Trump, Çin'in ticaret fazlasına odaklanırken, ABD yönetiminin kendilerine önemli miktarda borçlu olmasından kaynaklanan kilit bir karta sahip olduklarının bilincindeki Çin, öncesinde Trump'ı ikinci bir devlet ziyaretine davet ederek muhtemelen eldeki tek kartını oynayan Birleşik Krallık'ın aksine, metanetini koruyup güvende kalabilir.

Çin, Amerikan dolarlarını doğrudan elden çıkarmasa da sertliğini başka yollarla ifade edebilir: ABD yatırımlarını yavaşlatarak, daha az yatırım yaparak ve sermayeyi başka yerlere yönlendirerek. Çin'in elindeki bir diğer güvence de üretimdeki küresel hakimiyetinin Amerika'nın finansal hizmetler ve yapay zekadaki hegemonyasıyla eşleşmesi. Dağınık ABD yaklaşımının artırdığı bölünmeden de faydalanabilirler. Avrupa, Pekin'e yaklaşmaya hazırlanma işaretlerini halihazırda gösteriyor.

Her iki süpergücün de canı yanacaktır, bunu yapmayacak kadar birbirlerine bağımlılar.
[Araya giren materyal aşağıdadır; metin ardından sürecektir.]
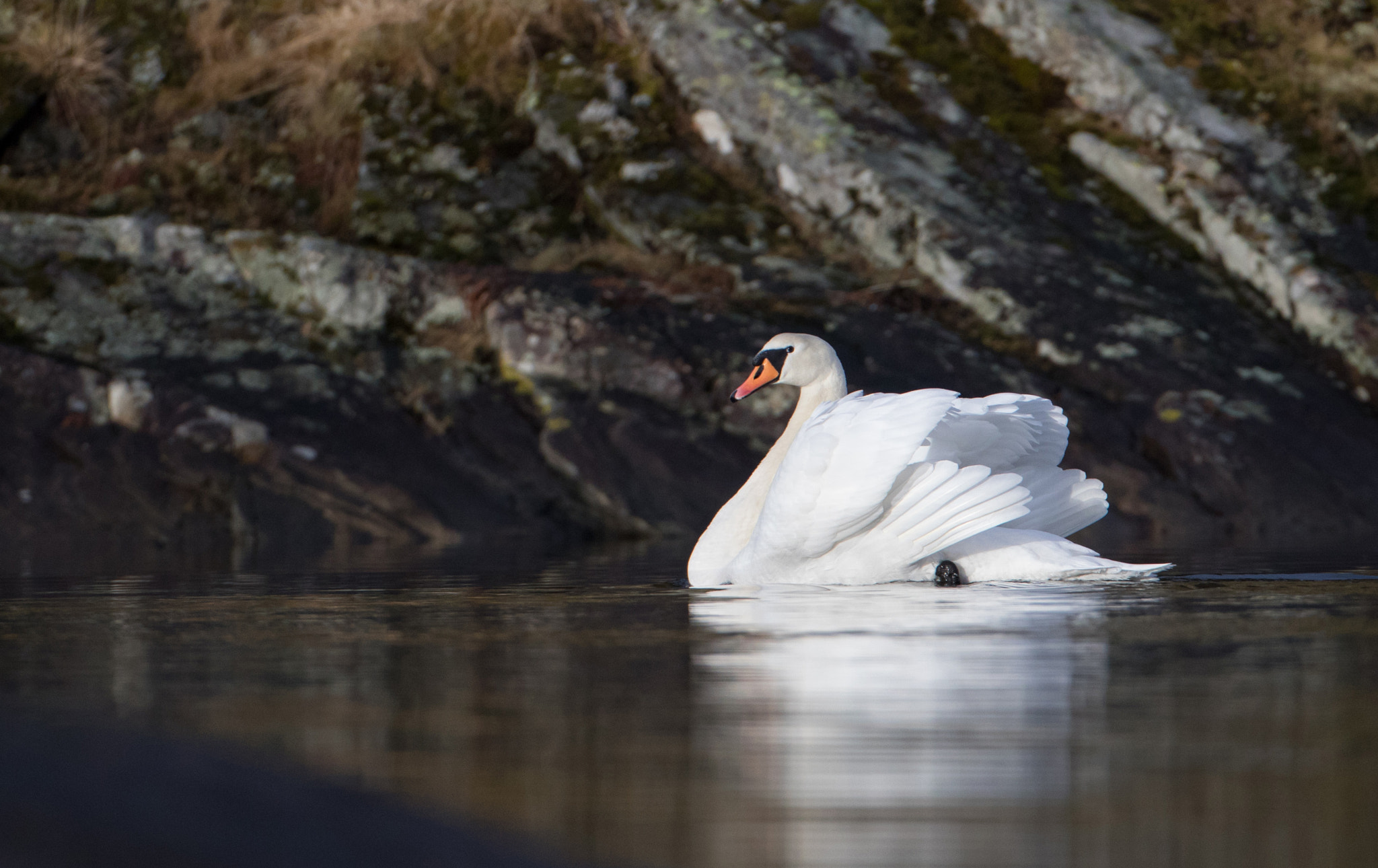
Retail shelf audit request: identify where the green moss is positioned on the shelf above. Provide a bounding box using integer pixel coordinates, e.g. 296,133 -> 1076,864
781,0 -> 827,30
0,313 -> 33,347
861,0 -> 1089,198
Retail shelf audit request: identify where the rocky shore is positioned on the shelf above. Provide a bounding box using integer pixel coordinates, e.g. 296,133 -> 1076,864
0,0 -> 1378,572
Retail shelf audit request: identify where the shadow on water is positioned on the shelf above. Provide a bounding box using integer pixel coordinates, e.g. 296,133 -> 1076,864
0,547 -> 1378,868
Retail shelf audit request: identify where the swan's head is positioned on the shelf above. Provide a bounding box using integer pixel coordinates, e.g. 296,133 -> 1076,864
731,332 -> 842,401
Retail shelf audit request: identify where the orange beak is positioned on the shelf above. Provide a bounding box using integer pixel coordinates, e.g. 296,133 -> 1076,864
731,358 -> 780,402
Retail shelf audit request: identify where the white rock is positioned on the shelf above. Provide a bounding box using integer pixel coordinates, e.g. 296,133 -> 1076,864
106,377 -> 153,431
693,109 -> 737,157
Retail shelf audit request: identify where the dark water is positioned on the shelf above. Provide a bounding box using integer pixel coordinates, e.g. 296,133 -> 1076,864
0,550 -> 1378,868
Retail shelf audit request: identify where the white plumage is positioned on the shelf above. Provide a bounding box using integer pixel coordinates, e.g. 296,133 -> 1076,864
689,334 -> 1169,585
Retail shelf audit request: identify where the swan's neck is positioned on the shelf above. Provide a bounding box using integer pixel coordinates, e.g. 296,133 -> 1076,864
689,364 -> 848,584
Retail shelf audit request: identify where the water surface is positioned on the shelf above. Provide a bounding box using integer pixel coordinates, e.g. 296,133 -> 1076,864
0,548 -> 1378,868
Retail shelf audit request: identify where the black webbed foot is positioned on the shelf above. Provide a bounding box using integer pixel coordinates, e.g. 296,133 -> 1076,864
933,560 -> 962,588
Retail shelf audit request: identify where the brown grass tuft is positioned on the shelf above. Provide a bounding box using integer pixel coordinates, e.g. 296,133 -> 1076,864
0,11 -> 121,135
160,0 -> 591,233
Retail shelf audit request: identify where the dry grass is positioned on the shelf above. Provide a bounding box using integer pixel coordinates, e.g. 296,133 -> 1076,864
160,0 -> 588,233
0,8 -> 121,141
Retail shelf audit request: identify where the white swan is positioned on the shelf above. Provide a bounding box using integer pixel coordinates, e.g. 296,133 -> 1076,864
689,334 -> 1171,585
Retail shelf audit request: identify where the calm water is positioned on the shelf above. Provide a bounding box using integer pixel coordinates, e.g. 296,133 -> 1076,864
0,550 -> 1378,868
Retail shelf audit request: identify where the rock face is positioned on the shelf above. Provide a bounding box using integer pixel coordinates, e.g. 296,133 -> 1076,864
8,0 -> 1378,569
970,0 -> 1378,400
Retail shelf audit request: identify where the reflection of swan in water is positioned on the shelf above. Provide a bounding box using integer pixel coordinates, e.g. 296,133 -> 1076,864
689,583 -> 1107,868
689,334 -> 1169,585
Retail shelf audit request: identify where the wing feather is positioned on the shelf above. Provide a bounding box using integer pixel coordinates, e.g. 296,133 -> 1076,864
754,388 -> 956,556
915,392 -> 1066,472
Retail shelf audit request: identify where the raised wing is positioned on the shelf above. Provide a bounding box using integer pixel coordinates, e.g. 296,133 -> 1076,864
914,392 -> 1066,472
1005,467 -> 1111,536
752,388 -> 957,558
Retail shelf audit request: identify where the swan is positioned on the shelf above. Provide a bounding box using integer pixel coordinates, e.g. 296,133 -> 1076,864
688,332 -> 1171,587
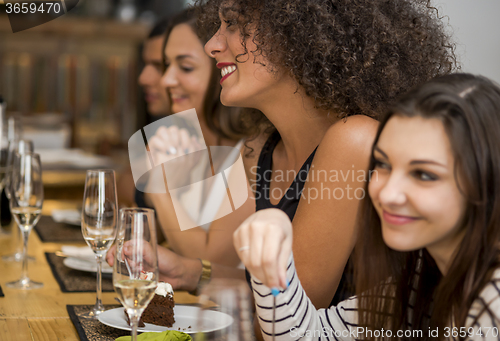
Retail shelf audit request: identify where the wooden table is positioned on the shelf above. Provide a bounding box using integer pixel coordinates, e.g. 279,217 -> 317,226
0,200 -> 198,341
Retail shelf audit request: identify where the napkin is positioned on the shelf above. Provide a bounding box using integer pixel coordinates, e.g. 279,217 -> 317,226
52,210 -> 82,226
61,245 -> 95,263
115,330 -> 193,341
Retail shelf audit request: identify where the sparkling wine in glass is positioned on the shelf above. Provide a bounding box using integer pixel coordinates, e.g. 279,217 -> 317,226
113,208 -> 159,341
2,139 -> 35,262
82,169 -> 118,319
7,153 -> 43,289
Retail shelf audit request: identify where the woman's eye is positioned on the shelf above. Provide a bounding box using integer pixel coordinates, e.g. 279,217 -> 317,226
413,170 -> 437,181
374,159 -> 391,169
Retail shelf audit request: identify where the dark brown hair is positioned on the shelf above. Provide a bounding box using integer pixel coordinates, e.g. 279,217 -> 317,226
198,0 -> 456,118
163,8 -> 264,141
355,74 -> 500,340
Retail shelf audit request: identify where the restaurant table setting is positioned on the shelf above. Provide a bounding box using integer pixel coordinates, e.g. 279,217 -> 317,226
0,116 -> 251,341
35,216 -> 84,243
45,252 -> 114,292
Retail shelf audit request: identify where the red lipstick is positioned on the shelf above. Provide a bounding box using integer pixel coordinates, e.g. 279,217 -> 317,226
382,211 -> 418,225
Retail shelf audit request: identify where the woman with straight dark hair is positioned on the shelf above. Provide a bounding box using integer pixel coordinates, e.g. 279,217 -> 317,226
235,74 -> 500,340
125,9 -> 260,267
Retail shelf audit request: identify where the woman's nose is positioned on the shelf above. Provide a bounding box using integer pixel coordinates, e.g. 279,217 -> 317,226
379,174 -> 406,206
160,66 -> 178,88
205,30 -> 227,58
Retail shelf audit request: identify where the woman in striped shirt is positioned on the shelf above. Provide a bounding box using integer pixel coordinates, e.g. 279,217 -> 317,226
234,74 -> 500,340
Ancak ABD'nin yüksekten atmasını da bir zafer olasılığı gibi yorumlamak da bir hata olabilir. Bir uzlaşma sağlamak zorundalar. Bunun her iki lidere de itibar kaybettirmeden başarılması kritik önemde.

Trump ne söylerse söylesin ve Şi de ne söylemezse söylemesin, rekabetlerinin nereye varacağı neredeyse kesin.